Eurasia, without Central Asia

in 10th Eurasia International Film Festival Almaty

by Birgit Beumers

Of the 10th jubilee edition of Eurasia International Film Festival one might expect a lot in terms of special events and programs. However, this edition had been pruned rather than expanded, and did not include a Central Asian Panorama, which is the main reason for the FIPRESCI jury at the festival. The absence of the Central Asian Panorama may be explained by the abundance of other special programs, such as 30 years of the Kazakh New Wave; 70th anniversary of Sergei Soloviev; and centenary of Shaken Aimanov, listed — and the festival could not stress this often enough — in the UNESCO calendar of memorable events. On the other hand, it shows the lack of a firm artistic concept behind this edition of the festival, run by Diana Ashimova, who has no experience or qualification in cinematic matters, since — by request from the ministry — the festival’s founder and artistic director for the previous nine editions, Gulnara Abikeyeva, was not invited to head this year’s event. Indeed, the “Dynamic Kazakh Cinema” sidebar, which presented six new films (discussed here by Nigora Karimova), was added to the program in the last moment, and only following criticism voiced on various social media platforms.

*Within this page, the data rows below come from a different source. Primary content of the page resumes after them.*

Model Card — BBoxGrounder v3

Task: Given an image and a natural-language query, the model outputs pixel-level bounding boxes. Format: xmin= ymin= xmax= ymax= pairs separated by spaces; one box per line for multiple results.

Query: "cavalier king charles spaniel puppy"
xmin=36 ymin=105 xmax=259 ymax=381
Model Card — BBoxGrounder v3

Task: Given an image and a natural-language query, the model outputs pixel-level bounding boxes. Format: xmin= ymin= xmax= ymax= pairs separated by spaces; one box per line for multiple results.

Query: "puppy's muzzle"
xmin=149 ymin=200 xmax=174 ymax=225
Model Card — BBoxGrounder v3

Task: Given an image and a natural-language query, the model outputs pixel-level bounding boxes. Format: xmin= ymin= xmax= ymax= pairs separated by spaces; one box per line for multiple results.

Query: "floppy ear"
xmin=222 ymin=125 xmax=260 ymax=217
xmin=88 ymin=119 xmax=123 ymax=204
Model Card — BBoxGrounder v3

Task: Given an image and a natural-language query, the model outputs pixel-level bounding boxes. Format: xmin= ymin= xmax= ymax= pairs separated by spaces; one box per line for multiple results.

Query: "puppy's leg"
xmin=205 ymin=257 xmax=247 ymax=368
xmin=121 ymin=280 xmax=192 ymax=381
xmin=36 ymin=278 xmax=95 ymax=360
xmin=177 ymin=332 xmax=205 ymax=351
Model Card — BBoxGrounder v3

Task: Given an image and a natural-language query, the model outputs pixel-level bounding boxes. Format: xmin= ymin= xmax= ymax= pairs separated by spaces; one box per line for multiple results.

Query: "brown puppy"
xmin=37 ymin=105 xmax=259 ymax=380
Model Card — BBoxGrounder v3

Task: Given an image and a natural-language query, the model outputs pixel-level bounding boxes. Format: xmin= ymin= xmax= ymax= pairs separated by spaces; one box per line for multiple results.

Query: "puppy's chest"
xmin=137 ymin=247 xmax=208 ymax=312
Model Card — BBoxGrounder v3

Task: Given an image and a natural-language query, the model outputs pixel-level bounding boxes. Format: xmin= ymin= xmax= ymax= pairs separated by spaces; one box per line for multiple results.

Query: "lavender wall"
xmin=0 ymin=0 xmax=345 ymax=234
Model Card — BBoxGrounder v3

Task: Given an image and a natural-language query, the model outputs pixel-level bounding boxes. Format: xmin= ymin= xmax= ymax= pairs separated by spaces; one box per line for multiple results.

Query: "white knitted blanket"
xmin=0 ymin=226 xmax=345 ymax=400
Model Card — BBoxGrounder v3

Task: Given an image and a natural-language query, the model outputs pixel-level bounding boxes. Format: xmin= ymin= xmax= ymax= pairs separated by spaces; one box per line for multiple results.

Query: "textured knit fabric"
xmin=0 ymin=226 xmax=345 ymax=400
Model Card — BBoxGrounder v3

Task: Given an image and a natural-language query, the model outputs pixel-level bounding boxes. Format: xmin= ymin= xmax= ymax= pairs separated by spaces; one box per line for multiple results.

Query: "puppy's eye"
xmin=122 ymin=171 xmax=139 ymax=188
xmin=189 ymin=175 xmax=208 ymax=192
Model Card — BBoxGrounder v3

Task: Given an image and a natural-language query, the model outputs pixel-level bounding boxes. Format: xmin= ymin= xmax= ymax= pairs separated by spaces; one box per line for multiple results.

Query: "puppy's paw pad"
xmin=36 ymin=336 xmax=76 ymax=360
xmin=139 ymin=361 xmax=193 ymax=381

Moreover, this edition abandoned the pitching of new projects, held for the past five years and last year awarding the young, promising and talented directors Serik Abishev and Adilkhan Erzhanov (whose The Owners ran in competition at Edinburgh IFF this year) — with the invitation to produce their next projects at the studio and guaranteeing part of the funding; and yet nothing seems to move in this direction at all. Instead, Kazakhfilm is eyeing Costa Gavras’s son Romain as a potential candidate for a joint project and insists on its co-production efforts with Gerard Depardieu. The latter’s joint directorial project with Ermek Shinarbayev is a sad attempt to paste Kazakh national pride and the call for a return to the motherland upon a script that has the potential for a short film, but no more. The only compensation the viewer is offered are the majestic shots of the Kazakh steppe and the Charyn canyon, where much of the film was shot, and the admirable cinematography of Eric Guichard (Paris, je t’aime). Meanwhile, the support for the great art-house projects, which Kazakhfilm has made with European co-producers — notably Guillaume de Seuille’s Arizona Films, seem to be the step-children when it comes to their presentation at home: Emir Baigazin’s Harmony Lessons, which had won a Silver Bear for Cinematography in Berlin, was not shown at the festival’s edition in 2013; and Nariman Turebayev’s The Adventure, which has just screened in Karlovy Vary’s competition, was relegated to the Dynamic Kazakh Cinema program, with the feeble excuse that Turebayev served on the selection committee (as if one had not known that his film would be a potential candidate for the competition and there would be a conflict of interests). Those are some of the Oriental tales of a festival that would like to be a major international event where a Kazakh film must win rather than a Kazakh-European co-production.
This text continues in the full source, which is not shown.